Tobaji Stewart

The batá is a sacred drum tradition originating among the Yoruba people of West Africa and brought to the New World during the slave trade era.  Female in nature, the three two-headed drums played by three men activate a sacred language that communicates with the spirit world of the Orisha (or deities).  The batá are central to the practice of the Lucumí tradition where many rituals cannot be done without them.

Tobaji Stewart has been a drummer for over fifty years, beginning his study of the batá in Oakland in 1972, with Marcus Gordon and Bill Summers.  Now Tobaji is among the country’s foremost teachers and practitioners in the art of constructing and playing the highly specialized and complex batá and is a source of instruction, information, and inspiration to Bay Area batá devotees and Lucumí practitioners.

Of his role as an Olu Batá, the title for a master batá drummer, Tobaji says, “For many years, I was the go-to guy when members of the community wanted a battery to play for a bembe [ceremony].  The members of the battery with the Apon (lead singer) run the ceremony.  They have to know the Iyania, the minimum greeting for the 27 major Orisha.  They open and close the ceremonies.  They call the Orisha.  They have to know the members of the community and what Ocha they are initiated to.  They have to know Oriki to call a reluctant Orisha.  But just as importantly in the larger sense, my job is to share what has been taught to me, to be a tool and a vehicle to help people open their eyes to the values inherent in the traditions of Africa, that we did more than what happened in slavery.”

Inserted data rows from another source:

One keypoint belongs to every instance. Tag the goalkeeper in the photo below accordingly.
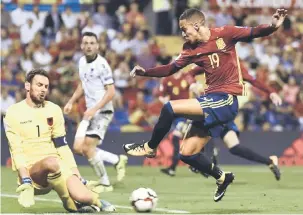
(36, 133)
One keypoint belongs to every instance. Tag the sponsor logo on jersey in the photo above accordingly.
(50, 121)
(220, 43)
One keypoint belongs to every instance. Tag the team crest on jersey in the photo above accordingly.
(50, 121)
(220, 43)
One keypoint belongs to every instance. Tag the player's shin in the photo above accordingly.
(248, 154)
(57, 181)
(80, 137)
(98, 166)
(163, 125)
(203, 164)
(175, 157)
(107, 156)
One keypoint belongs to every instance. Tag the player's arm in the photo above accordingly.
(245, 34)
(59, 140)
(25, 189)
(165, 70)
(163, 97)
(15, 143)
(275, 98)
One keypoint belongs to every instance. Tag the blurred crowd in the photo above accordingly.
(31, 38)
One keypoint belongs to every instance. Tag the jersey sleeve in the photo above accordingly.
(14, 139)
(106, 74)
(184, 58)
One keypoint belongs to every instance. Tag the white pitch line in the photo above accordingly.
(117, 206)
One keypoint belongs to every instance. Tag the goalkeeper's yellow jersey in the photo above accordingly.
(30, 131)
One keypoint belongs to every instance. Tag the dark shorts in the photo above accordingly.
(220, 110)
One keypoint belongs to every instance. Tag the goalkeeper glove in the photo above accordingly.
(26, 193)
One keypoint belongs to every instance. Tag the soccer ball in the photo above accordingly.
(143, 199)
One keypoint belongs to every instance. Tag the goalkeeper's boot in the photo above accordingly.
(142, 149)
(105, 206)
(121, 167)
(97, 187)
(221, 187)
(274, 167)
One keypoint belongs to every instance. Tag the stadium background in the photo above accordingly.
(47, 34)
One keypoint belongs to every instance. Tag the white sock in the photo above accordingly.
(107, 156)
(82, 128)
(98, 165)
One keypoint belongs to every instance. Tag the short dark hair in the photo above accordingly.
(189, 13)
(90, 34)
(30, 76)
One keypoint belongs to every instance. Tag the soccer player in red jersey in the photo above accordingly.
(214, 50)
(176, 87)
(231, 132)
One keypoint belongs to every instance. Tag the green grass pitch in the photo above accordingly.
(254, 191)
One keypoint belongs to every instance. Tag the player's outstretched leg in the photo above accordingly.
(191, 154)
(171, 170)
(232, 142)
(170, 111)
(119, 162)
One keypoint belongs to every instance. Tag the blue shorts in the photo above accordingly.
(220, 110)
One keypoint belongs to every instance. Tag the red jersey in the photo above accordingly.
(218, 58)
(244, 74)
(176, 88)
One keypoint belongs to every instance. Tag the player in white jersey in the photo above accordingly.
(97, 85)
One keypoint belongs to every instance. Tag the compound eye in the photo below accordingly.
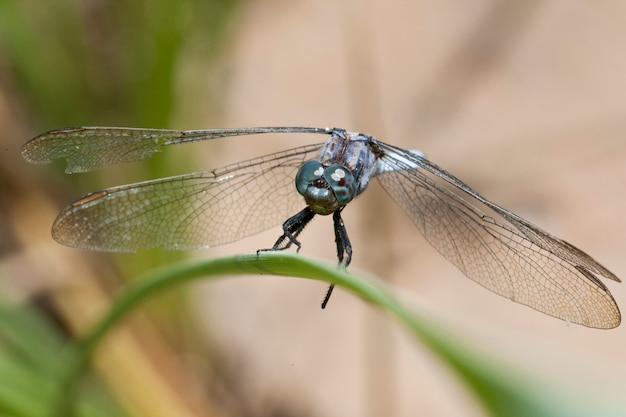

As a master artist in ACTA’s Apprenticeship Program in 2016, Tobaji will work with his apprentice Davina Estrella Hinkle to further ground her skills and technique in the sung liturgy of the Yoruba tradition of West Africa.

Tobaji was a master artist in ACTA’s Apprenticeship Program in 2013, with his sons and apprentices Ade Ogun Ire Thomas-Stewart and Adisa Brian Stewart, sharing the cultural and performative significance of the sacred batá drum tradition.